March 19, 1842

in Thoreau’s Journal:

Saturday. When I walk in the fields of Concord and meditate on the destiny of this prosperous slip of the Saxon family, the unexhausted energies of this new country, I forget that this which is now Concord was once Musketaquid, and that the American race has had its destiny also. Everywhere in the fields, in the corn and grain land, the earth is strewn with the relics of a race which has vanished as completely as if trodden in with the earth. I find it good to remember the eternity behind me as well as the eternity before. Wherever I go, I tread in the tracks of the Indian. I pick up the bolt which he has but just dropped at my feet. And if I consider destiny I am on his trail. I scatter his hearthstones with my feet, and pick out of the embers of his fire the simple but enduring implements of the wigwam and the chase. In planting my corn in the same furrow which yielded its increase to his support so long, I displace some memorial of him.

I have been walking this afternoon over a pleasant field planted with winter rye, near the house, where this strange people once had their dwelling-place. Another species of mortal men, but little less wild to me than the musquash they hunted. Strange spirits, daemons, whose eyes could never meet mine; with another nature and another fate than mine. The crow’s flew over the edge of the woods, and, wheeling over my head, seemed to rebuke, as dark-winged spirits more akin to the Indian thanI. Perhaps only the present disguise of the Indian. If the new has a meaning, so has the old.

Nature has her russet hues as well as green. Indeed, our eye splits on every object, and we can as well take one path as the other. If I consider its history, it is old if its destiny, it is new. I may see a part of an object, or the whole. I will not be imposed on and think Nature is old because the season is advanced. I will study the botany of the mosses and fungi on the decayed [wood], and remember that decayed wood is not old, but has just begun to be what it is. I need not think of the pine almond or the acorn and sapling when I meet the fallen pine or oak, more than of the generations of pines and oaks which have fed the young tree. The new blade of the corn, the third leaf of the melon, these are not green but gray with time, but sere in respect of time.

The pines and the crows are not changed, but instead that Philip and Paugus stand on the plain, here are Webster and Crockett. Instead of the council-house is the legislature. What a new aspect have new eyes given to the land! Where is this country but in the hearts of its inhabitants ? Why, there is only so much of Indian America left as there is of the American Indian in the character of this generation.
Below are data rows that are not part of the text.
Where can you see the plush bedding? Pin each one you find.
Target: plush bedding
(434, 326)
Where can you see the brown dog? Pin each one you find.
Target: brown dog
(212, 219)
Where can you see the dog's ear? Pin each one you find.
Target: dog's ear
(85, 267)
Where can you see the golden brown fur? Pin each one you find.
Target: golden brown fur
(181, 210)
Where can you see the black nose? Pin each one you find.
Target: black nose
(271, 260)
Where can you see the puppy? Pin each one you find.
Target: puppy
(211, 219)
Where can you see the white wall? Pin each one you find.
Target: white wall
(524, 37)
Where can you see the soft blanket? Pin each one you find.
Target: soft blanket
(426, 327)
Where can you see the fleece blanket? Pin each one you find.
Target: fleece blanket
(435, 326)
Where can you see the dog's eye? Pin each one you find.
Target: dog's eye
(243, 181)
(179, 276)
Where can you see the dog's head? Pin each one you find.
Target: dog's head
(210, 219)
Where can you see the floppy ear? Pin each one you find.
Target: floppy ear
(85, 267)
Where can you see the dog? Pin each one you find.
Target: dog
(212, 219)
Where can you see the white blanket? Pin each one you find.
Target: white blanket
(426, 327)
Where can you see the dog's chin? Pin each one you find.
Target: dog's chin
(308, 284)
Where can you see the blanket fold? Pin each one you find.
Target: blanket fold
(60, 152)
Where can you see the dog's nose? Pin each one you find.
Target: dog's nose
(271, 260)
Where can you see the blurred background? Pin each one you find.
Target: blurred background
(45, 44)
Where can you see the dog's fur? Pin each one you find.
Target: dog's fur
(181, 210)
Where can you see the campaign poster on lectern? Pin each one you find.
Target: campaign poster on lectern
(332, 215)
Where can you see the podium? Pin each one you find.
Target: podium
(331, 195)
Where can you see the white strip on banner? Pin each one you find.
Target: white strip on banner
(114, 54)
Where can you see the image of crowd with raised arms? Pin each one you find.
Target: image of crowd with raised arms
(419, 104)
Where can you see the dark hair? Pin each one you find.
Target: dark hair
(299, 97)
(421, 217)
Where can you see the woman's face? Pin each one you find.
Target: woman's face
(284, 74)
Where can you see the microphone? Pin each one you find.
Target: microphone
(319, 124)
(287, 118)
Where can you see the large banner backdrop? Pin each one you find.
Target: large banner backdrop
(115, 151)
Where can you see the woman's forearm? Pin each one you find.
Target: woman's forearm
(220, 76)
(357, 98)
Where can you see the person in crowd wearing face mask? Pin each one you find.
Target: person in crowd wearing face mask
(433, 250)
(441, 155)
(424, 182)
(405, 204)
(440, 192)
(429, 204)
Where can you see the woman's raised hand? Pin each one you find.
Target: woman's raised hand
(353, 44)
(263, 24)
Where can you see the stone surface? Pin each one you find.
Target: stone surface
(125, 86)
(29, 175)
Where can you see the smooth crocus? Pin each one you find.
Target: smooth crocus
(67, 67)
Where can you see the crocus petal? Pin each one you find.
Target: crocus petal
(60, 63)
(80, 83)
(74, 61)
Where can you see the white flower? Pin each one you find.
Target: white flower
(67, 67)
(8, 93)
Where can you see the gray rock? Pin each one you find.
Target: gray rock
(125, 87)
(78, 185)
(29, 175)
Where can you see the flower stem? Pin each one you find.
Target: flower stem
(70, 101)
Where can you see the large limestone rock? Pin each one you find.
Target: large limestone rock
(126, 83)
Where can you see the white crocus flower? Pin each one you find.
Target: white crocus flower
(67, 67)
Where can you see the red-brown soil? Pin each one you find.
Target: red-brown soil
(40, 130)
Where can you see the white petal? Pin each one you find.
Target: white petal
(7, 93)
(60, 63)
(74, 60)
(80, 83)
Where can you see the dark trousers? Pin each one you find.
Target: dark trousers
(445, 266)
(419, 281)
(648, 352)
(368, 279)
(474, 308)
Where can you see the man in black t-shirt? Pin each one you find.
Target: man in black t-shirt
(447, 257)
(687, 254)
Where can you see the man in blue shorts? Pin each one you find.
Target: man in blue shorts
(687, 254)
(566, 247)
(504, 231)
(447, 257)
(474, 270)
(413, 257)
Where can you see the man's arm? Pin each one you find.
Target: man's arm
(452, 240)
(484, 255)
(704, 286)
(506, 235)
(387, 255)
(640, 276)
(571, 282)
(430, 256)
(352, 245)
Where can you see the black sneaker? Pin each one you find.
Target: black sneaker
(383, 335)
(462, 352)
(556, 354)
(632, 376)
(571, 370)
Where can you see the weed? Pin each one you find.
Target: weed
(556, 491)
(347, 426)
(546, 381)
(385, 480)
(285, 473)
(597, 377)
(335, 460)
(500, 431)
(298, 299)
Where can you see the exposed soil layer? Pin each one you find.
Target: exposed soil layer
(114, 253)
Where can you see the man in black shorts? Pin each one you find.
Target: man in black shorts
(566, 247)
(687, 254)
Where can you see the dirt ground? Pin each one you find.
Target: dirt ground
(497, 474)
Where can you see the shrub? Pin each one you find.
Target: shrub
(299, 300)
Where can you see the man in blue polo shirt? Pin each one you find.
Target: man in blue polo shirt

A blithe west wind is blowing over all. In the fine flowing haze, men at a distance seem shadowy and gigantic, as ill-defined and great as men should always be. I do not know if yonder be a man or a ghost. What a consolation are the stars to man! — so high and out of his reach, as is his own destiny. I do not know but my life is fated to be thus low and grovelling always. I cannot discover its use even to myself. But it is permitted to see those stars in the sky equally useless, yet highest of all and deserving of a fair destiny. My fate is in some sense linked with that of the stars, and if they are to persevere to a great end, shall I die who could conjecture it? It surely is some encouragement to know that the stars are my fellow-creatures, for I do not suspect but they are reserved for a high destiny. Has not he who discovers and names a planet in the heavens as long a year as it? I do not fear that any misadventure will befall them. Shall I not be content to disappear with the missing stars? Do I mourn their fate?

Man’s moral nature is a riddle which only eternity can solve.

I see laws which never fail, of whose failure I never conceived. Indeed I cannot detect failure anywhere but in my fear. I do not fear that right is not right, that good is not good, but only the annihilation of the present existence. But only that can make me incapable of fear. My fears are as good prophets as my hopes.